Professores Recebem Formação em IA. O Seu Sindicato Recebeu 23 Milhões de Dólares das Grandes Tecnológicas Para Pagar Por Isto.
A Federação Americana de Professores quer ajudar os seus membros a compreender e gerir a IA nas salas de aula. A fonte de financiamento está a levantar questões.

Pontos-chave
- A Federação Americana de Professores, um dos maiores sindicatos de professores dos EUA, aceitou 23 milhões de dólares de empresas de IA para financiar programas de formação em IA nas salas de aula.
- Professores de Nova Iorque assistiram a sessões práticas em 2025 concebidas para ensinar tanto como funciona a IA como a forma de impedir que os alunos a utilizem para evitar pensar.
- O acordo de financiamento atraiu críticas de educadores e defensores do movimento laboral que questionam se um sindicato deve aceitar dinheiro da indústria que supostamente deve responsabilizar.
- Alguns professores veem a IA como uma ameaça direta à aprendizagem e querem formação que os ajude a combater, não a adaptar-se.
Darius Saczuk não confia em IA. O professor de ensino secundário de Nova Iorque passou um dia no início deste ano sentado numa sala de conferências sem janelas no centro de Manhattan, rodeado de dezenas de colegas, aprendendo a utilizá-la mesmo assim. A sua lógica é simples: conhece o teu inimigo.
A sessão de formação foi parte de uma iniciativa da Federação Americana de Professores (AFT), um sindicato que representa aproximadamente 1,7 milhões de membros em escolas, universidades e serviços públicos, para preparar os seus membros para uma sala de aula onde a IA, a tecnologia por trás de ferramentas como o ChatGPT, já está presente quer os professores queiram quer não.

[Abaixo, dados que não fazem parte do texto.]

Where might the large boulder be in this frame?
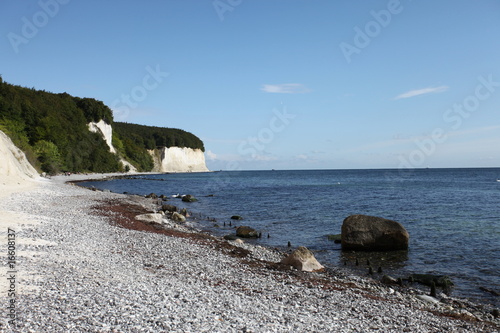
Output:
[161,204,177,213]
[342,215,410,251]
[236,226,259,238]
[281,246,325,272]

Quem está a pagar por isto?
O fundo de 23 milhões de dólares provém de empresas de IA. Este facto sozinho causou fricção. Os críticos argumentam que um sindicato laboral, cuja função é proteger os trabalhadores de danos incluindo os danos que a nova tecnologia pode causar, não deveria aceitar cheques avultados das mesmas empresas que constroem essa tecnologia.
A AFT diz que o dinheiro lhe permite executar formação numa escala que de outra forma não conseguiria. Os apoiantes apontam que os professores vão encontrar IA de qualquer forma, portanto é melhor entrar nessa situação informados.
Os céticos estão menos convencidos. Aceitar dinheiro da indústria, dizem eles, pode moldar subtilmente o que a formação cobre e o que deixa de fora.
O que é que a formação aborda realmente?
As sessões têm como objetivo dar aos professores duas coisas: uma compreensão prática de como funcionam as ferramentas de IA, e estratégias práticas para impedir que os alunos utilizem essas ferramentas como um atalho em vez de aprender realmente.
Para um professor como Saczuk, a segunda parte é a mais importante. A sua preocupação não é que a IA seja complicada. A sua preocupação é que torna demasiado fácil para um aluno delegar o seu pensamento a uma máquina.
Esta preocupação é amplamente partilhada. Um modelo de linguagem grande, o tipo de IA que pode escrever um ensaio ou resolver um problema de matemática a pedido, faz exatamente o que um aluno em dificuldades poderia desejar: produz uma resposta acabada com quase nenhum esforço requerido da pessoa que pergunta.
O que é que isto significa para os alunos e os pais?
Por enquanto, a formação é dirigida aos professores, não às salas de aula. Mas o efeito subsequente recai sobre os alunos. Um professor que compreende como a IA gera texto está melhor posicionado para detetar quando um ensaio submetido não foi realmente escrito por um aluno, e para conceber tarefas que são mais difíceis de terceirizar para uma máquina.
Os pais devem esperar que as escolas continuem a debater isto abertamente durante os próximos anos. Ainda não existe uma resposta definida sobre quanto a IA pertence numa sala de aula, ou em que termos.
Conforme relatado pela The Guardian, a parceria entre a AFT e empresas de IA continua a gerar debate dentro do próprio movimento sindical. Este debate merece ser acompanhado. Como os professores são preparados para a IA, e quem financia essa preparação, vai moldar o aspecto da aprendizagem para uma geração de alunos.
Questões frequentes
A IA está a ser utilizada para ensinar crianças diretamente?
Não nestas sessões. A formação atual tem como alvo os professores, dando-lhes ferramentas para compreender a IA e gerir como os alunos interagem com ela, não para implementar a IA como ferramenta de ensino em si mesma.
A IA consegue realmente escrever os trabalhos de casa de um aluno?
Sim. As ferramentas modernas de IA podem produzir ensaios, resolver equações e responder a questões de compreensão em segundos. É exatamente por isto que muitos professores querem formação em como detetar e desencorajar isto.